Auch eine Rückansicht will erobert werden. Aber Dank der guten Inputs von Frau Kramer und meine Grundsympathie für (fast) jeden Musiker entsteht langsam eine Idee.

Denn Graupners Schicksal rührt an:

Opern wollte er schreiben und er war ein gefragter Cembalist, als er von Landgraf Ernst Ludwig in der renommierten Hamburger Oper am Gänsemarkt entdeckt wurde.

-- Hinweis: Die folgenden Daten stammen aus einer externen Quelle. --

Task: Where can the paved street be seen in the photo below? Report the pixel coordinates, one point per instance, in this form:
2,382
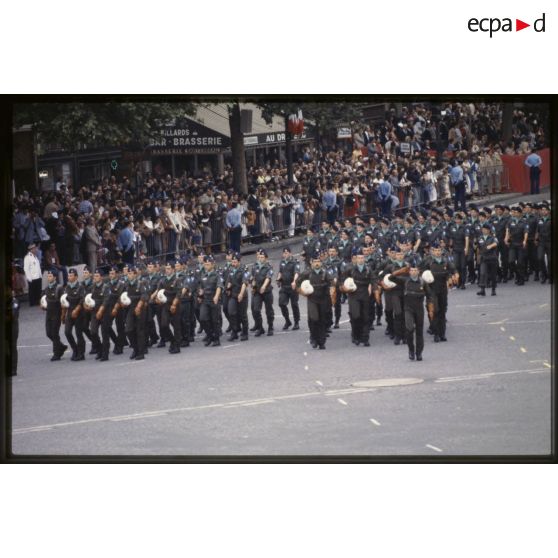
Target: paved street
487,391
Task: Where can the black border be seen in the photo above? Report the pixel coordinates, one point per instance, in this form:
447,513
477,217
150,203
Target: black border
6,107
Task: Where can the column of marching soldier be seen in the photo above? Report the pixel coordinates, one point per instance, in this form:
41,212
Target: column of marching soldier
394,268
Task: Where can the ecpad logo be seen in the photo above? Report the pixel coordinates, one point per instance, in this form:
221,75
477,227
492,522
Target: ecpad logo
493,25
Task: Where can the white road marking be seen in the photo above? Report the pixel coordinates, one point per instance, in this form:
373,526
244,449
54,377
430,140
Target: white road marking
474,305
485,375
150,414
433,447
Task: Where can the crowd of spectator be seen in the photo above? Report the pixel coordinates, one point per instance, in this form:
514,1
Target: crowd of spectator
404,162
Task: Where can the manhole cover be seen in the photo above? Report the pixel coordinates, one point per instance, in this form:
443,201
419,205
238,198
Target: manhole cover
389,382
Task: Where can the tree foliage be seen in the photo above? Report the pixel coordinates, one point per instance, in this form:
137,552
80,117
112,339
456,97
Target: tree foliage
72,125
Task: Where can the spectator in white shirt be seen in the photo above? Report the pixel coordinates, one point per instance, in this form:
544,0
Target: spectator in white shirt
33,274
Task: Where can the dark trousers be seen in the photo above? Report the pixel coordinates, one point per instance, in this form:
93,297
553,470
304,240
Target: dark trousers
210,319
414,325
259,300
460,197
169,319
531,256
187,319
152,310
438,324
234,238
503,254
488,273
94,326
398,314
52,326
543,249
35,292
136,330
238,312
517,262
107,333
287,295
359,310
535,176
460,262
317,315
77,344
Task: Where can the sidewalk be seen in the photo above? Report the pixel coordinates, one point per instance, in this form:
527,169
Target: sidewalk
489,201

Landgraf Ernst Ludwig liebte Opern und wollte den Glanz der großen, weiten Welt nach Darmstadt bringen – 1709 unterschrieb Graupner den Vertrag. Aber – Ernst Ludwig liebte auch die Parforce-Jagd – und die war teuer – sehr teuer und das Thema Oper wurde nach ca. 10 Jahren eingestellt. So hatte Graupner sich das nicht vorgestellt! Heimlich reiste er nach Leipzig und bewarb sich um die Stelle des Thomaskantors. Das hätte auch geklappt, aber Ernst Ludwig legte sein Veto ein: „Der Graupner bleibet."  Und da so ein Musiker samt Musik und Komposition zu den Besitztümern eines Fürsten gehörten, war es aus mit dem Traum von der Karriere in Leipzig. Die Sache hatte allerdings auch etwas Gutes: Denn Johann Sebastian Bach wurde stattdessen Thomaskantor in Leipzig und ich denke, das will wohl kaum jemand missen wollen.
Graupner blieb also  in Darmstadt und komponierte für den Haus- und Hofgebrauch, pflichtbewusst und zuverlässig in akkurater Handschrift seine Musik.  1450 Kantaten sind heute noch erhalten. Er schätzte besonders Instrumente mit verhaltenen Klangfarbe wie Chalumeau, Flauto d’amore oder Viola d’amore. Bekannt sind auch seine „Monatliche Clavir Früchte“, die 1722 erschienen. Der „angeheiratete" Johann Conrad Lichtenberg, der Vater Georg Christoph Lichtenbergs, verfasste übrigens viele Texte zu den Kantaten. Der junge Lichtenberg war oft zu Gast im Graupnerschen Hause. 

 

Graupner erblindete im Alter und starb mit 77 Jahren.
Neben Bach, Händel und Telemann zählt er zu den bedeutenden Komponisten des Barock in Deutschland.

Ich danke sehr herzlich Frau Prof. Dr. Ursula Kramer für ihre Unterstützung sowie Frau Dr. Silvia Uhlemann, Leiterin der Historischen Sammlungen der Universitäts- und Landesbibliothek in Darmstadt für ihre freundliche „Nachlese".